His portrayals of Mickey 17 and Mickey 18 are so finely differentiated that you never feel like you’re only seeing a variation of the same character. Mickey 17 is soft-hearted, dorky, full of naivety and, at least at first, stoic in accepting his fate. Mickey 18, on the other hand, is the opposite. Rough, impetuous, self-confident and almost desperate in his desire to be recognised as an individual. In other words, everything Mickey 17 might secretly wish to be.

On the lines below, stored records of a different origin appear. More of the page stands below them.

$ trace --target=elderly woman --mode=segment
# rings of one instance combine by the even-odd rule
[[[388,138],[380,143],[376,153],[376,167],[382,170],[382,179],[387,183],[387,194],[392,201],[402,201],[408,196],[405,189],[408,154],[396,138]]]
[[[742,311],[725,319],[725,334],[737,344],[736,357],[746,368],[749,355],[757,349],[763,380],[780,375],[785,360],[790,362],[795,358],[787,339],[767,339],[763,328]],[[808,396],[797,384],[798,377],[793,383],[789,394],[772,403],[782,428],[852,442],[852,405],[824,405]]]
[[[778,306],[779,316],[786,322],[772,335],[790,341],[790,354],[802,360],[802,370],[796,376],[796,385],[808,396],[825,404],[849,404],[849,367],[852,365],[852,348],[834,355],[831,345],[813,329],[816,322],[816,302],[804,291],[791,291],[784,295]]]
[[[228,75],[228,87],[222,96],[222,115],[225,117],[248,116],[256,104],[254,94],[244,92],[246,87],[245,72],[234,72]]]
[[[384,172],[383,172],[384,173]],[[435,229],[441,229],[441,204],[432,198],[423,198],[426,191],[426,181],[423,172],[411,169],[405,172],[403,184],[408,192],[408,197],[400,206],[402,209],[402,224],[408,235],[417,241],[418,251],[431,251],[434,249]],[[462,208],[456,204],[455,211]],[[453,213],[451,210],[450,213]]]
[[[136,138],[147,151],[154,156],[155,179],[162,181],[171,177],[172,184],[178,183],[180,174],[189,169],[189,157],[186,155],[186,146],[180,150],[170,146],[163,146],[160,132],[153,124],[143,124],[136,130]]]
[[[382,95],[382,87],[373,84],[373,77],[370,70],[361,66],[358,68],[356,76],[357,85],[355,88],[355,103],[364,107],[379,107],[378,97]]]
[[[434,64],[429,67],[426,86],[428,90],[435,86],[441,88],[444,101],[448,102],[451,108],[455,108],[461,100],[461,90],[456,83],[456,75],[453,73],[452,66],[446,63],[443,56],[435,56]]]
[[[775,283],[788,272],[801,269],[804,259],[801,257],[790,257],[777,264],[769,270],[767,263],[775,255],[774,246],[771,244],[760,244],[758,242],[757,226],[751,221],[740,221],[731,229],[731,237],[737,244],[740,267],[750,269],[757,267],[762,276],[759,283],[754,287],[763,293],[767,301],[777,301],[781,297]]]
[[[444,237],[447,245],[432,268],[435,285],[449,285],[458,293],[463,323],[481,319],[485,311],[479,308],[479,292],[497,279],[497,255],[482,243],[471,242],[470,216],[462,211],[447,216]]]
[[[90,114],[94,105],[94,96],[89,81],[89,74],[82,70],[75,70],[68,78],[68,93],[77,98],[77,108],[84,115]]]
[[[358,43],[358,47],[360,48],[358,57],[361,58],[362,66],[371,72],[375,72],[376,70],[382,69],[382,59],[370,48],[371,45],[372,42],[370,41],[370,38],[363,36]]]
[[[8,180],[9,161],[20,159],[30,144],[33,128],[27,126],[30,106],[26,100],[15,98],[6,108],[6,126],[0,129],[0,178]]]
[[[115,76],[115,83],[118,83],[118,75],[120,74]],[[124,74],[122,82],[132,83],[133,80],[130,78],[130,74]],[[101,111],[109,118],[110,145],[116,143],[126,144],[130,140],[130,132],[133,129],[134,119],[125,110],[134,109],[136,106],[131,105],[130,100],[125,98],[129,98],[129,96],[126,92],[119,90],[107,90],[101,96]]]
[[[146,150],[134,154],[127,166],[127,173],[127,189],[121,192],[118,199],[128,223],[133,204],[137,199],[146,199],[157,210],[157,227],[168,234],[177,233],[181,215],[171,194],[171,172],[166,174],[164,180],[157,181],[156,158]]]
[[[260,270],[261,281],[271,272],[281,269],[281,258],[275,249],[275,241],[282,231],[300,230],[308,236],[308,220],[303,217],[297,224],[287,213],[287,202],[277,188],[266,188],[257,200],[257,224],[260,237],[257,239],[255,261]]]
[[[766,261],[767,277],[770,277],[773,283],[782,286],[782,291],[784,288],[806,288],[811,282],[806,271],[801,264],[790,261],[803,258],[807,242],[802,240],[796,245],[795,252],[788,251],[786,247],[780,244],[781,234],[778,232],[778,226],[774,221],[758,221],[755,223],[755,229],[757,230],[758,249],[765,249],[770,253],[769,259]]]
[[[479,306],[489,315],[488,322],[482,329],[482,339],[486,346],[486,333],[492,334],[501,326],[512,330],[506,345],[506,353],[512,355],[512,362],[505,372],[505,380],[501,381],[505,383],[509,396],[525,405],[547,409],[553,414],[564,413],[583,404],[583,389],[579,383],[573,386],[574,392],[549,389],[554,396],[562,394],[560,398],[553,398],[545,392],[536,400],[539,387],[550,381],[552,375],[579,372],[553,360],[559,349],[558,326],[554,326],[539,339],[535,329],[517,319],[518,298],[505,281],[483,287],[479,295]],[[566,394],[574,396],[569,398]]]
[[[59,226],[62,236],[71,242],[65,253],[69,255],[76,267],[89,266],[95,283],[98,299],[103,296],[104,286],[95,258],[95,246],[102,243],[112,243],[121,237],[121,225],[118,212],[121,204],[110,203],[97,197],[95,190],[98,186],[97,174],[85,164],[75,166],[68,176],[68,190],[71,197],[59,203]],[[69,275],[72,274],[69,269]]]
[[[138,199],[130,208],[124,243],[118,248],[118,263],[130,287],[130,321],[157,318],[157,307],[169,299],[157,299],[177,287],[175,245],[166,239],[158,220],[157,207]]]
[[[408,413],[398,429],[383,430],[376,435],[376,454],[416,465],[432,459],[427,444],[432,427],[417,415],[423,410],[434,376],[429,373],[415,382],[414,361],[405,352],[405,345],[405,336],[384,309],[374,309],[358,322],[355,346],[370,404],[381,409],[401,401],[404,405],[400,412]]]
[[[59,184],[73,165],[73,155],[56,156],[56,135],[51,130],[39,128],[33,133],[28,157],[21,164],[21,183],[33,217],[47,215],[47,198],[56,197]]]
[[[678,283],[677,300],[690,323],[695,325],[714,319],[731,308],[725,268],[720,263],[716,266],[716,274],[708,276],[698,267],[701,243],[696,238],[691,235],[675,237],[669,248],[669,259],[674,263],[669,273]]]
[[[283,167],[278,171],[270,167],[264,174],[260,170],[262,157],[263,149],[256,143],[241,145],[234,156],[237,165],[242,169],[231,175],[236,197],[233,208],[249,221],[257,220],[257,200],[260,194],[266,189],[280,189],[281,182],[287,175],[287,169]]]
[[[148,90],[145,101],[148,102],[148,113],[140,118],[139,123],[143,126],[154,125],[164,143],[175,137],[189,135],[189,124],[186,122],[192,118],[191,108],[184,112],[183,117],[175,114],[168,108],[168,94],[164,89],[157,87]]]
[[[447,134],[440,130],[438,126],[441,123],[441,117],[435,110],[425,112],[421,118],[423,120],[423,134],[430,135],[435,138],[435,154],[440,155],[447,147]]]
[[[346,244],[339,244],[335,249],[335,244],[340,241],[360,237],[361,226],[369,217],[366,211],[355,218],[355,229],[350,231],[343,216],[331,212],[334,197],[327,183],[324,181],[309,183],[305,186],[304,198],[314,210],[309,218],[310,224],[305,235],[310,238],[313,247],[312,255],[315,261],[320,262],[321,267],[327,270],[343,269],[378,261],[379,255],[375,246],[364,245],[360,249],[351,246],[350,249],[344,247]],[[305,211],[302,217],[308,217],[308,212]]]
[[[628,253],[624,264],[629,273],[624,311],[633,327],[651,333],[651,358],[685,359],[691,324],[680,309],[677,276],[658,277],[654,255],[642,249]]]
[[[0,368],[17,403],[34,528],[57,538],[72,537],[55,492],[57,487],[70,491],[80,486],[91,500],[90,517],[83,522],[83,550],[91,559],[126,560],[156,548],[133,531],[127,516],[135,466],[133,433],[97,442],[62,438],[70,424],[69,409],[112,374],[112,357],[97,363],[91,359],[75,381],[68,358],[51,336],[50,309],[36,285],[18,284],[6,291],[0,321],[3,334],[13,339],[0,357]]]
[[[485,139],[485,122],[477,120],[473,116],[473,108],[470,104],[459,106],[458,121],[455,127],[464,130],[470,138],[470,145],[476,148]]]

This dynamic is where Pattinson’s true strength lies. It isn’t just the physical transformation that makes him unique as an actor. It’s the way he uses subtle differences in body language, facial expressions and manner of speech to create two characters who look exactly alike, and yet are fundamentally different.

In a nutshell

When science fiction copies itself

Mickey 17 starts out as a clever, dark-humoured reflection on identity, interchangeability and the value of an infinitely imitable life. In the beginning in particular, the film poses thought-provoking questions and skilfully juggles existential questions, only to lose itself a little too much in its own madness in the second half.

You see, the initially subtle satire becomes increasingly OTT. Mark Ruffalo and Toni Collette throw themselves into their exaggerated roles with gusto. And although their performances are enjoyable in and of themselves, they cause Mickey 17 to drift in a direction that doesn’t quite gel with the clever, quietly bizarre science-fiction drama that is the first half.

But one constant remains: Robert Pattinson. He’s the one who gives the film heart and holds it together – even as everything around him descends into absurdity. With this role, he proves once again that he’s far from just «that guy from Twilight». And demonstrates instead that he’s one of the most exciting actors of his generation.